101. Quanto al secondo passaggio citato dalla Roquette, esso, come segnalato giustamente in udienza dal governo del Regno Unito e dalla Commissione, riguarda unicamente il modo in cui le misure coercitive potranno essere esercitate. A tale scopo il giudice nazionale, se il suo diritto lo permette o lo richiede, potrà assistere di persona all'accertamento. Egli potrà ingiungere agli agenti di polizia giudiziaria che accompagneranno gli agenti della Commissione di forzare le serrature di porte, armadi o veicoli solo se i dipendenti dell'impresa si rifiutano di aprirle, poiché altrimenti si tratterebbe di misure coercitive arbitrarie o eccessive. Come indicato dal governo del Regno Unito, il giudice nazionale potrà rammentare che l'impresa ha il diritto di convocare il proprio avvocato (senza che possa derivarne un ritardo atto a distruggere prove), e che i dipendenti hanno il diritto di non fare dichiarazioni o di non fornire risposte atte ad incriminare l'impresa.

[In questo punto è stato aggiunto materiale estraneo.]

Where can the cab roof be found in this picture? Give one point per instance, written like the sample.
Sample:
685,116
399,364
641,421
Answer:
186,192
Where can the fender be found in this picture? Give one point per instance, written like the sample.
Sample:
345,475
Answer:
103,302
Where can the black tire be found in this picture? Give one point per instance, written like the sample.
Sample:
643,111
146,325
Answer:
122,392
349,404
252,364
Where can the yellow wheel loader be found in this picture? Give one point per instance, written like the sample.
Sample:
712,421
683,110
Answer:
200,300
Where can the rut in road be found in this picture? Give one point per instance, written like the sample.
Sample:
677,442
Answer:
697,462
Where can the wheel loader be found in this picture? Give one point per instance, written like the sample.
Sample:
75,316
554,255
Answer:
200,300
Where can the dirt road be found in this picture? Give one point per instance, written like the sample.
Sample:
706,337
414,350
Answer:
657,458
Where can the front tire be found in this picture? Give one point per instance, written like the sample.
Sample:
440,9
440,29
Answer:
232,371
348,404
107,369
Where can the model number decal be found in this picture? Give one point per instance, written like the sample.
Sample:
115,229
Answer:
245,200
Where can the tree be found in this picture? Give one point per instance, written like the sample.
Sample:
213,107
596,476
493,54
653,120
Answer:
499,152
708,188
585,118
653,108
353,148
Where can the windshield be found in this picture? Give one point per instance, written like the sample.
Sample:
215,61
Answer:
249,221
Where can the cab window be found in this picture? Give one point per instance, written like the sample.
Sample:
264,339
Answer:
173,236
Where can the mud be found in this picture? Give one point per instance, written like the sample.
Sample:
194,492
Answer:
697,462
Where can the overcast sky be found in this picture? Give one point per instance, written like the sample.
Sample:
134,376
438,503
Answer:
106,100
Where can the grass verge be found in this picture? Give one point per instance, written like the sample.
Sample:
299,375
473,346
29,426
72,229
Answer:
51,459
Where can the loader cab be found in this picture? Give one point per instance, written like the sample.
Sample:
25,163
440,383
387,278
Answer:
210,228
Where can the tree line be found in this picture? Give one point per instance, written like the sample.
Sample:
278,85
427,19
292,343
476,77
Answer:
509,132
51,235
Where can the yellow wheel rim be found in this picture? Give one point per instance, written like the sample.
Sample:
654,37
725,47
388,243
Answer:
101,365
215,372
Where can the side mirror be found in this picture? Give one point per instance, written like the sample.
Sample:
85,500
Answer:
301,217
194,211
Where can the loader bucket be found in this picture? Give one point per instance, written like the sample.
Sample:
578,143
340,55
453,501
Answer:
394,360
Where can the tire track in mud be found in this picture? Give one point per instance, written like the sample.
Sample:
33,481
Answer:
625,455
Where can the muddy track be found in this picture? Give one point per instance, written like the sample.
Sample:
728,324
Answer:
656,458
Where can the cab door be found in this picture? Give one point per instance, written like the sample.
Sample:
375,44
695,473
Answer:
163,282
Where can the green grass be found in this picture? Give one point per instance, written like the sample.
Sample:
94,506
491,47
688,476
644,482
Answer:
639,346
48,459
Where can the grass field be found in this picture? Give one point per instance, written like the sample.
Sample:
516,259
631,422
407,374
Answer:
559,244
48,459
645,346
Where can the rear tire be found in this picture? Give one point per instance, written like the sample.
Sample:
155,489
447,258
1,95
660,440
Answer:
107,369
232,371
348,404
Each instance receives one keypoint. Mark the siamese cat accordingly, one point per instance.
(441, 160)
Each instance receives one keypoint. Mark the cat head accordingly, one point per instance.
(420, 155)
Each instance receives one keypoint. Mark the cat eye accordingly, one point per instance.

102. Riassumendo, spetta al giudice nazionale vigilare affinché misure coercitive di tipo fisico non siano utilizzate quando l'atteggiamento dei responsabili dell'impresa non le giustifichi, e di vigilare, in generale, affinché l'accertamento si svolga secondo le norme in vigore nello Stato in questione.
Conclusioni
103. In base a tutte le considerazioni svolte proponiamo di dare alle due questioni pregiudiziali presentate dalla Cour de cassation la risposta unica suggerita dalla Commissione:
«Tenuto conto del controllo giurisdizionale esercitato sulle decisioni di accertamento - adottate dalla Commissione delle Comunità europee in base all'art. 14 del regolamento del Consiglio 6 febbraio 1962, n. 17, primo regolamento d'applicazione degli art. 85 e 86 del Trattato - dalla Corte di giustizia delle Comunità europee, la quale riconosce il principio generale di tutela di qualsiasi persona, fisica o giuridica, contro gli interventi arbitrari o sproporzionati dei pubblici poteri, l'art. 14, n. 6, del regolamento n. 17 deve essere interpretato nel senso che l'autorità nazionale competente a decidere sulla domanda di assistenza formulata dalla Commissione ai sensi dell'art. 14, n. 6:
- non può esigere la comunicazione degli elementi o indizi sui quali la Commissione si è basata per adottare la decisione di accertamento, né verificare l'effettività e la pertinenza di tali elementi;
- può negare l'autorizzazione richiesta solo nell'ipotesi in cui l'oggetto e lo scopo dell'accertamento non sono indicati nella decisione della Commissione, oppure sono descritti in modo manifestamente troppo impreciso per consentirgli di esercitare il controllo di proporzionalità ad esso spettante».